The word connotes getting someone to buy your stuff, solution, or expertise – but the direction is all wrong. After making many mistakes in the sales process, I’m finally beginning to learn what works and what doesn’t; here’s a few takeaways that may be helpful to you.
This doesn’t work…
Don’t think of it as selling to someone, rather it is get people to buy from you. A seemingly small semantic change makes all the difference, because the focus shifts from you to them.
People buy because they want or need the service or product. Sure, a few may buy just because they want you to go away and leave them alone, but they won’t buy again and probably won’t like what you sold them.
They buy because you have something that solves their problem, obvious or not. That problem may be they can’t achieve their objectives using current provider networks, they need to expand into other regions but don’t have the infrastructure, their addressable market is shrinking and they need to find another source of revenue.
How many times have you actually figured out exactly what the buyer’s problem is? Not their employer’s problem, but the buyer’s? Because it’s not unusual to find out what works for the buyer is different from what you think is the best solution for their employer.
When you approach selling from the buyer’s perspective, it forces a completely different focus. Here’s what I see as keys:
- Ask questions. Ask more questions. Then ask even more questions.
- Until you are ready to close the deal, Do NOT talk about what your company does for more than 15 seconds. No one cares about your history, awards, building, number of employees, or mission.

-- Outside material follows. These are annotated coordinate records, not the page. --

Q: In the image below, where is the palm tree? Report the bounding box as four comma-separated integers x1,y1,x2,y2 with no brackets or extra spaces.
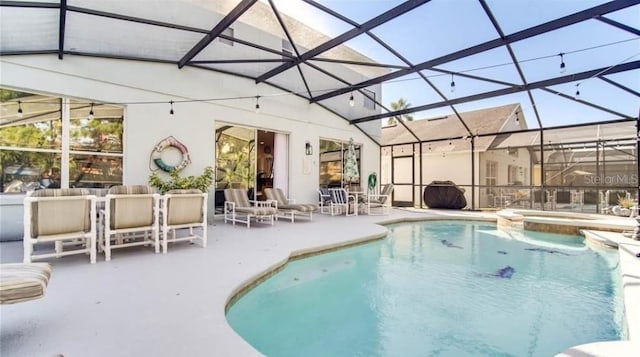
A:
387,98,413,125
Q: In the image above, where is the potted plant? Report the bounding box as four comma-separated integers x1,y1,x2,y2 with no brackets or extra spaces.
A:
149,166,213,195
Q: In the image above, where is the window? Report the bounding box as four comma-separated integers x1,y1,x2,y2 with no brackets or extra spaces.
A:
484,160,498,194
507,165,522,185
319,139,361,187
282,38,293,59
218,27,235,46
362,89,376,110
0,88,124,192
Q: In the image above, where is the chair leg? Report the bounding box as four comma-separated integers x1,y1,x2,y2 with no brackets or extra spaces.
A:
23,237,33,263
89,234,96,264
162,228,169,254
202,224,207,248
104,231,111,261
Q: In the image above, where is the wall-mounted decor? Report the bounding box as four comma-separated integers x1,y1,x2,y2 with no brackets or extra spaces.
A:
151,136,191,172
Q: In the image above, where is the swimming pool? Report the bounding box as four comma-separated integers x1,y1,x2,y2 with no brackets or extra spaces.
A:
227,221,622,356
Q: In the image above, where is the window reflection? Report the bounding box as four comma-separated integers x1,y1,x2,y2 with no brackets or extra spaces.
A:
0,88,124,193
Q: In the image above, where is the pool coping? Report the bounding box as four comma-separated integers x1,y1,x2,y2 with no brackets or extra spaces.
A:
0,208,638,357
224,211,640,357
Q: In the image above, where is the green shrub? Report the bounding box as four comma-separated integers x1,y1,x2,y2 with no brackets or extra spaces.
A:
149,166,213,195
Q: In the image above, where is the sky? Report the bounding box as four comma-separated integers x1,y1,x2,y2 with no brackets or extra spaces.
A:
268,0,640,128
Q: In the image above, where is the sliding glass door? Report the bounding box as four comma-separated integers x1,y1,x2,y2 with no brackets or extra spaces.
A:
216,124,289,208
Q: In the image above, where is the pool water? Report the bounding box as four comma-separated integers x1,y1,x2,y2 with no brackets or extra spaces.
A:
227,221,622,357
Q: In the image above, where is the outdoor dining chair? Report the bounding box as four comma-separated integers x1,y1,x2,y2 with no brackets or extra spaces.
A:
329,188,358,216
224,188,278,228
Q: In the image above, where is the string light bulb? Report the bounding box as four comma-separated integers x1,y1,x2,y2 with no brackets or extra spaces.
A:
89,103,93,120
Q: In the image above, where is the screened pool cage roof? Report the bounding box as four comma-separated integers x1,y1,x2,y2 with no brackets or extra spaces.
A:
0,0,640,141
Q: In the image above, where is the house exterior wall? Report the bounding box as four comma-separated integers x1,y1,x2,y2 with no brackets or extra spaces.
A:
0,55,380,218
420,152,472,208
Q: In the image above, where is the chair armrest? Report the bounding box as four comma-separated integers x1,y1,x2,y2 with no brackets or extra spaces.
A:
253,200,278,207
367,194,391,204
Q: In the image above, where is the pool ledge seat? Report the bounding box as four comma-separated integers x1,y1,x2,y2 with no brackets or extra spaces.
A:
555,341,640,357
0,263,51,305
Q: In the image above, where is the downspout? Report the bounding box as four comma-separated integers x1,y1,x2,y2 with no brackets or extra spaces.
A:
540,127,547,211
471,135,476,210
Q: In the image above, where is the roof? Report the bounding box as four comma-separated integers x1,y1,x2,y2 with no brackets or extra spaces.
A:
381,104,526,151
0,0,640,143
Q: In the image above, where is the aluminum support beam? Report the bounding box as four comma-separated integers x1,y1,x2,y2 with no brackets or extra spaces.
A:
178,0,258,68
350,61,640,124
314,0,640,101
256,0,431,82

- People buy, companies don’t. Figure out what’s important to the buyer(s), and why. Don’t get caught up in the “but this is the best solution to your problem” trap; if the buyer believed that they would be writing the check.
- Powerpoint (and other types of) presentations are too often a crutch, take way too much time to prepare, and are rarely helpful. Avoid them until you can present a buyer-specific solution.
- Do not present your solution UNTIL the buyer has helped you design a solution that s/he believes is the best answer.
There’s a lot more to this, but I’ll leave you with this: when the buyer is talking you should be listening really hard, and when you are talking, you should be asking questions.